The research shows that BFR levels in mixed (unsorted) WEEE plastics vary by category. Devices with screens have the highest BFR levels. These range  between 6,000 and 13,000 ppm (parts per million) bromine (Br) from 2020 to 2023. Small equipment follows with BFR levels of 2,000 to 7,000 ppm Br over the same period. Over the period from 2010 to 2022, BFR levels in screens have generally decreased. BFR levels in small equipment and large equipment have remained relatively stable.

Conventional recycling processes involve mechanical shredding and sorting of WEEE plastics to separate plastics with high levels of BFRs and other additives, allowing the creation of homogeneous plastic fractions. These fractions are suitable for recycling into new products.
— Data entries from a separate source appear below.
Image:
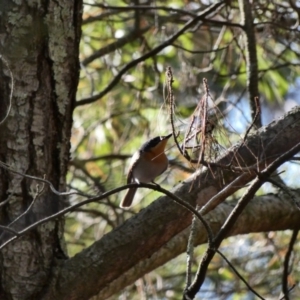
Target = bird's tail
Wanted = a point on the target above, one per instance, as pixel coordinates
(127, 200)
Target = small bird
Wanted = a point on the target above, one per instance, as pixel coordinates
(146, 164)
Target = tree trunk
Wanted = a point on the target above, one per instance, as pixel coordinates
(39, 47)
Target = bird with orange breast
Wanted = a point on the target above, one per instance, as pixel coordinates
(146, 164)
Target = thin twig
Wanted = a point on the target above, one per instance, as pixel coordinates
(286, 269)
(109, 193)
(239, 275)
(11, 89)
(153, 52)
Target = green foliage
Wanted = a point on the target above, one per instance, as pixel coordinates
(112, 126)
Emerging technologies, such as solvent-based recycling, pyrolysis or depolymerization, offer alternative approaches to processing WEEE plastics. These technologies aim to recover valuable materials and eliminate or minimize the release of hazardous substances during processing.
While emerging technologies have potential, there are challenges to their widespread implementation. While they can work effectively for pre-sorted polymers, challenges to their use include the need for optimized process conditions, cost-effectiveness, scaling up the technology, and ensuring compatibility with existing recycling infrastructure.